The Perl Toolchain Summit needs more sponsors. If your company depends on Perl, please support this very important event.

NAME

File::LinearRaid - Treat multiple files as one large seamless file for reading and writing.

SYNOPSIS

  use File::LinearRaid;
  
  my $fh = File::LinearRaid->new( "+<",
      "data/datafile0" => 100_000,
      "data/datafile1" =>  50_000,
      "data/datafile2" => 125_000
  );

  ## this chunk of data actually crosses a physical file boundary
  seek $fh, 90_000, 0;
  read $fh, my $buffer, 20_000;
  
  ## replace that chunk with X's
  seek $fh, 90_000, 0;
  print $fh "X" x 20_000;

DESCRIPTION

This module provides a single-filehandle interface to multiple files, in much the same way that a linear RAID provides a single-device interface to multiple physical hard drives.

This module was written to provide random fixed-width record access to a series of files. For example, in the BitTorrent filesharing protocol, several files are shared as a single entity. The final sizes of the individual files are known, but the protocol only sends fixed-width chunks of data.

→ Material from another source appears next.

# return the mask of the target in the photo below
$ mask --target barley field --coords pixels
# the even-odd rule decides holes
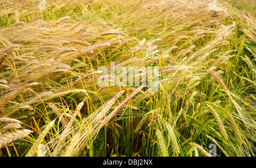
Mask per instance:
[[[255,7],[1,1],[0,156],[255,156]]]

These chunks are not aligned to file boundaries and can span several physical files, but they are only identified by their overall offset and not by the files they span.

This module was created to provide a layer of abstraction around this kind of storage. Instead of calculating possibly many file offsets, and dividing data into smaller pieces, a simple seek and read (or print) on the abstract filehandle will do the right thing, regardless of how the chunk spans the physical files:

  seek $fh, ($chunk_id * $chunk_size), 0;
  read $fh, my $buffer, $chunk_size;
  
  ## or if opened with mode "+<" or similar:
  
  seek $fh, ($chunk_id * $chunk_size), 0;
  print $fh $chunk;

This module may prove useful if your physical file system has a low (2G) limit on file sizes, yet you require access and storage for a large amount of data through a single filehandle.

USAGE

new

    my $fh = File::LinearRaid->new( $mode, $path1 => $size1, ... )

Returns a new aggregate filehandle consisting of the listed paths in that order. Each physical file is opened using the given mode (Note: if $mode is > or +>, all files will be truncated before opening -- see open). If there is an error opening a file, croaks.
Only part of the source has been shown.